From the Guidelines
Sarcoidosis management should prioritize minimizing risk of disability, loss of life, and loss of quality of life due to pulmonary involvement or other organ involvement, while also considering the risks of comorbidities and loss of quality of life due to glucocorticoid and other therapies. The clinical aspects of sarcoidosis are diverse and require careful assessment and management.
Common Clinical Aspects
- Pulmonary involvement (90% of cases) with symptoms like dyspnea, cough, and chest pain, along with bilateral hilar lymphadenopathy on chest imaging
- Extrapulmonary manifestations include skin lesions (erythema nodosum, lupus pernio), eye involvement (uveitis), cardiac abnormalities (arrhythmias, heart failure), neurological symptoms, and hypercalcemia
Diagnosis and Treatment
Diagnosis typically requires demonstration of non-caseating granulomas in affected tissues, with exclusion of other granulomatous diseases.
- Treatment depends on disease severity, with mild cases often requiring only monitoring
- For symptomatic disease, prednisone (20-40mg daily for 6-12 months with gradual taper) is first-line therapy, as recommended by the European Respiratory Journal 1
- Steroid-sparing agents like methotrexate (10-25mg weekly), azathioprine (50-200mg daily), or hydroxychloroquine (200-400mg daily) may be used for maintenance or in steroid-resistant cases, as suggested by the European Respiratory Review 1
- TNF-alpha inhibitors like infliximab (3-5mg/kg IV at weeks 0,2, and then every 4-8 weeks) are reserved for refractory cases
Monitoring and Disease Course
Regular monitoring includes pulmonary function tests, chest imaging, and organ-specific assessments.
- The disease course varies widely, with spontaneous remission in 60% of patients, while others experience chronic progressive disease requiring long-term immunosuppression, as noted by the American Journal of Respiratory and Critical Care Medicine 1
From the Research
Clinical Aspects of Sarcoidosis
- Sarcoidosis is a systemic disease characterized by noncaseating granulomatous inflammation of multiple organ systems, with pulmonary, cardiac, and neurologic involvements having the worst prognosis 2.

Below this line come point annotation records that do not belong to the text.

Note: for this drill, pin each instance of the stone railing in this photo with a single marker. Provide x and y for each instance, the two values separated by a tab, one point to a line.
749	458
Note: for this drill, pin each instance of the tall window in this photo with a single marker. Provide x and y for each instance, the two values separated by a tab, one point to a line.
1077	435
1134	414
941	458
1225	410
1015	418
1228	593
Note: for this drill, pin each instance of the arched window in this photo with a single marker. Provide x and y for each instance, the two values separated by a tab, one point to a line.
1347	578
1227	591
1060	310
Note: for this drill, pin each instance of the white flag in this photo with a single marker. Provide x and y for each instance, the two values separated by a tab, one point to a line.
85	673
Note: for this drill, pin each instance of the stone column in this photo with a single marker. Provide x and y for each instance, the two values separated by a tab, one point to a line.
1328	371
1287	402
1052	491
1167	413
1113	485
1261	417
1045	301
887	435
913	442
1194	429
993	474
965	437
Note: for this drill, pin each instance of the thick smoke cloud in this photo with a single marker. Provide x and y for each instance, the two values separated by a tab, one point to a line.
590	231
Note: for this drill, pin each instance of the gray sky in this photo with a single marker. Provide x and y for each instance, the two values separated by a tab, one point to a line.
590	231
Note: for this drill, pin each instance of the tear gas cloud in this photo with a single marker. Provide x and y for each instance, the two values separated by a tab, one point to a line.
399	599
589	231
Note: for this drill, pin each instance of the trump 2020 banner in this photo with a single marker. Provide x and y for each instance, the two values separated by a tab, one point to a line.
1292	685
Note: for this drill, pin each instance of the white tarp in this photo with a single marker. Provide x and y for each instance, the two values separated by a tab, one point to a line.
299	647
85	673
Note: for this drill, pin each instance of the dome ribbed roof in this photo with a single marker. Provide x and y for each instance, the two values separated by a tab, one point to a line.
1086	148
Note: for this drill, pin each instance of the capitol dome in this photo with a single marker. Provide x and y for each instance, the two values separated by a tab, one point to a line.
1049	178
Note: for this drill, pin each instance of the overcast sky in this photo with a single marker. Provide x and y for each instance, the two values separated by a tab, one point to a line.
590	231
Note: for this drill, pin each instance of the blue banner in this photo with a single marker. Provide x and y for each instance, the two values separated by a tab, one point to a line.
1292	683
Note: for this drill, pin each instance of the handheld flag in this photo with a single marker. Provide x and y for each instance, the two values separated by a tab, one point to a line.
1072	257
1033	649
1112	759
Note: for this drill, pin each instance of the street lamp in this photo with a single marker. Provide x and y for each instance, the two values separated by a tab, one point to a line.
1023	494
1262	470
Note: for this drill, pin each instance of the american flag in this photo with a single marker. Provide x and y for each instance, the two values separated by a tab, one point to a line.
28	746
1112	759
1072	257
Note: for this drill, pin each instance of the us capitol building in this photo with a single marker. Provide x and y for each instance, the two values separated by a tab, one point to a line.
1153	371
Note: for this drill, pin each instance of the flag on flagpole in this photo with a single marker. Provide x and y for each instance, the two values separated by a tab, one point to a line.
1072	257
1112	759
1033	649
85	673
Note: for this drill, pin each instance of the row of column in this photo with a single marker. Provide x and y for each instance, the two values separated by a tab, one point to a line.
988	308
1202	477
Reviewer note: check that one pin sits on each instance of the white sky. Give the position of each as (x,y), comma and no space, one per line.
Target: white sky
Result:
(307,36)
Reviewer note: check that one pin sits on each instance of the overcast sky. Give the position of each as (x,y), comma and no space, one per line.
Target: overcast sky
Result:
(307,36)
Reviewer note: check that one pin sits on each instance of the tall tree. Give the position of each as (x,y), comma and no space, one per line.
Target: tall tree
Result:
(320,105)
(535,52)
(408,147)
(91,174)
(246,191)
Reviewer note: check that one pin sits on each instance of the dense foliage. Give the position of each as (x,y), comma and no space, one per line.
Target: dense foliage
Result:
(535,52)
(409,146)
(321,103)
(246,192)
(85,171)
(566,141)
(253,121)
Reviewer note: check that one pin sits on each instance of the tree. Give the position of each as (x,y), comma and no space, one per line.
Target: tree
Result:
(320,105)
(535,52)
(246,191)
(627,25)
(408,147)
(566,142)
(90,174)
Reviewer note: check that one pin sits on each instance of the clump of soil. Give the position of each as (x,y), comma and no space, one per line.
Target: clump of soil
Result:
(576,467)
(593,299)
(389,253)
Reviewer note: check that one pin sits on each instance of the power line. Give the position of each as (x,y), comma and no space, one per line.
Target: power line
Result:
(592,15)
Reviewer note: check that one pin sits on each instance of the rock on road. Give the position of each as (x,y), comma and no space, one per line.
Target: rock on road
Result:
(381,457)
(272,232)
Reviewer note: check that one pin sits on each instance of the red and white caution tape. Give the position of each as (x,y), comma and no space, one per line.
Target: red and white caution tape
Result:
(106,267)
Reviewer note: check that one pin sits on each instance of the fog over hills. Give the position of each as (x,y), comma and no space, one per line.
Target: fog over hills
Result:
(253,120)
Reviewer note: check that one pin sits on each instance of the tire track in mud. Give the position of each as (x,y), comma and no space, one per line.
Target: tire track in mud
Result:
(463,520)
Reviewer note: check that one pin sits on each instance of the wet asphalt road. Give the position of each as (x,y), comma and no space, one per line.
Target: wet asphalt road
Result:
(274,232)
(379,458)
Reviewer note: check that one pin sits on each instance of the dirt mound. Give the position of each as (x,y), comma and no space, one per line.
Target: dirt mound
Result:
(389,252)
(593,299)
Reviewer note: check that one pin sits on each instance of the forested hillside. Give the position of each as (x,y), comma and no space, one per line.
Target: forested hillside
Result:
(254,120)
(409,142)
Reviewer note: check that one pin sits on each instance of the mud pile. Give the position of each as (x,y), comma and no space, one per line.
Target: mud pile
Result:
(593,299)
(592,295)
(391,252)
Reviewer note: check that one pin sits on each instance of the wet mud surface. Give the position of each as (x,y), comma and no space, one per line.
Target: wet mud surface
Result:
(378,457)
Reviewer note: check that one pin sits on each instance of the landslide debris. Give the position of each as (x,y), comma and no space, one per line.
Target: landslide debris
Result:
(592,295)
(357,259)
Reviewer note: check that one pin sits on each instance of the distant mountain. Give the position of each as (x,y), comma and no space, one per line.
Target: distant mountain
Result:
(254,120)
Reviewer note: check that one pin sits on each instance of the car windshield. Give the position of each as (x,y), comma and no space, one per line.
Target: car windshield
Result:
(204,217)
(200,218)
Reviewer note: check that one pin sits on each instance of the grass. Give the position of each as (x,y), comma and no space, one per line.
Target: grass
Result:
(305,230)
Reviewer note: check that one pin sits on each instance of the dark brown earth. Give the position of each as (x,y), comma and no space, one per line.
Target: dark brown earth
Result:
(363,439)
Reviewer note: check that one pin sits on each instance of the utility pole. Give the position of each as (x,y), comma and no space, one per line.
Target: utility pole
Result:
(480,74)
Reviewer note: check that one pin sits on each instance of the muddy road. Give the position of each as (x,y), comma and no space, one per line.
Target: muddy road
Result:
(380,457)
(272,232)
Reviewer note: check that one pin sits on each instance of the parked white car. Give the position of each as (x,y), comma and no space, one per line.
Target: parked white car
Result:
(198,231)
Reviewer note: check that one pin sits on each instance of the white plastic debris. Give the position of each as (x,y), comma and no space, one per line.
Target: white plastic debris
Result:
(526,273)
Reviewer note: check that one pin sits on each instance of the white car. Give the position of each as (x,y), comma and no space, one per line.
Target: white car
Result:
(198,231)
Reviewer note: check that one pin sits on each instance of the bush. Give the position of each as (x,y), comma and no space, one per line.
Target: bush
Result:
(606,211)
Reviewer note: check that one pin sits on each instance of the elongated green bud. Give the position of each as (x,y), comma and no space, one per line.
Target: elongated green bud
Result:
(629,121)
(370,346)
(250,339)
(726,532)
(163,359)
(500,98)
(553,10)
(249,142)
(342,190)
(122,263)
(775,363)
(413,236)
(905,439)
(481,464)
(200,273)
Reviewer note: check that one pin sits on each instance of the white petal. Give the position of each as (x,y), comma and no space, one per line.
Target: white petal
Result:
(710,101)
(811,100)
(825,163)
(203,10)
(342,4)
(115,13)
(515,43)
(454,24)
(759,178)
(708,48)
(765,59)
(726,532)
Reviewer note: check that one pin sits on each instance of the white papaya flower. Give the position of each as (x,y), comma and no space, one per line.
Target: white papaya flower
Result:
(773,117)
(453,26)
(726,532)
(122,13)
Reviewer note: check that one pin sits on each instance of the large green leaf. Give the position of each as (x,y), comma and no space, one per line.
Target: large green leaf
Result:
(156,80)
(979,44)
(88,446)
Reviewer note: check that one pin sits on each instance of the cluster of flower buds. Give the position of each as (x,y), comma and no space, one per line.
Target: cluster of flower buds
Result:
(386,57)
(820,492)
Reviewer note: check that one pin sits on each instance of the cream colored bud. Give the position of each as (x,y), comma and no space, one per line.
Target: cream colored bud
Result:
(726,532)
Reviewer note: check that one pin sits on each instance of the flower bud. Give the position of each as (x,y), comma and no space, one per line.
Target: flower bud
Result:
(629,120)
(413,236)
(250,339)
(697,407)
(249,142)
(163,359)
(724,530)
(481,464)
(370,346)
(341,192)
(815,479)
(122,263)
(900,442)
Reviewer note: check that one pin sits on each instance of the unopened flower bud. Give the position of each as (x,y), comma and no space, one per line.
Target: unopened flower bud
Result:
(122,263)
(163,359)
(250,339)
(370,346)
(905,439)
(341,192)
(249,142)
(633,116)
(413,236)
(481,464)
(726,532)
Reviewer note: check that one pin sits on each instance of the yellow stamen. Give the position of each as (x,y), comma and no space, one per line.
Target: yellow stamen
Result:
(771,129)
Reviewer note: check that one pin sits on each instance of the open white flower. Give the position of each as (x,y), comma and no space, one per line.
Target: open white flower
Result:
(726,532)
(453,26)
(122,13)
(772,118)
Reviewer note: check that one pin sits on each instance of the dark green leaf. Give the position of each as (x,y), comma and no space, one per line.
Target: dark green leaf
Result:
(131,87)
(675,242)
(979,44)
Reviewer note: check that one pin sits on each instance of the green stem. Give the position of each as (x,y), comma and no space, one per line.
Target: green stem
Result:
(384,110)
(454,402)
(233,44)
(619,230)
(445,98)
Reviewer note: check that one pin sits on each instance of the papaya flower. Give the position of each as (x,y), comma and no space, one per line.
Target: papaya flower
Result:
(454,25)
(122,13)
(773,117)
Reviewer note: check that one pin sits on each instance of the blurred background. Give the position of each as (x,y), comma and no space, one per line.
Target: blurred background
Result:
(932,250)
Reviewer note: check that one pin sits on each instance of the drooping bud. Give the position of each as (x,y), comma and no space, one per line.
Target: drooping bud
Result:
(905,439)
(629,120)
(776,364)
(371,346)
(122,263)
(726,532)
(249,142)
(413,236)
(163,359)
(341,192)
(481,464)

- The disease can affect multiple organs, with a predilection for the lung and thoracic lymph nodes, and is estimated to affect 2-160 people per 100,000 worldwide 3.
- The mortality rate for sarcoidosis is approximately 7% within a 5-year follow-up period, with more than 60% of deaths resulting from advanced cardiopulmonary disease 3, 4.
Diagnosis and Treatment
- Scadding stages for pulmonary sarcoidosis are associated with clinical outcomes, with stages I and II having a higher chance of radiographic remission compared to stages III and IV 3.
- First-line treatment for patients with symptomatic pulmonary sarcoidosis is oral glucocorticoids, such as prednisone, with a typical starting dose of 20-40 mg daily for 2 weeks to 2 months 3, 4.
- Second-line treatments include immunosuppressive agents, such as methotrexate and azathioprine, which have been shown to have significant steroid-sparing potency and a positive effect on lung function 5, 6.
- Anti-tumor necrosis factor agents, such as infliximab, are effective for advanced disease and can be used as third-line therapy 2, 5.
Treatment Outcomes
- The rate of spontaneous remission without serious sequelae in patients with pulmonary sarcoidosis ranges from 10% to 82% 4.
- Up to 40% of patients with pulmonary sarcoidosis progress to stage IV disease, which is associated with a higher risk of mortality 3.
- Patients with sarcoidosis and precapillary pulmonary hypertension can respond to targeted pulmonary arterial hypertension medications, such as phosphodiesterase inhibitors and prostacyclin analogues 3, 4.
- Relapse rates for sarcoidosis range from 13% to 75%, depending on the stage of the disease, number of organs involved, socioeconomic status, and geography 3.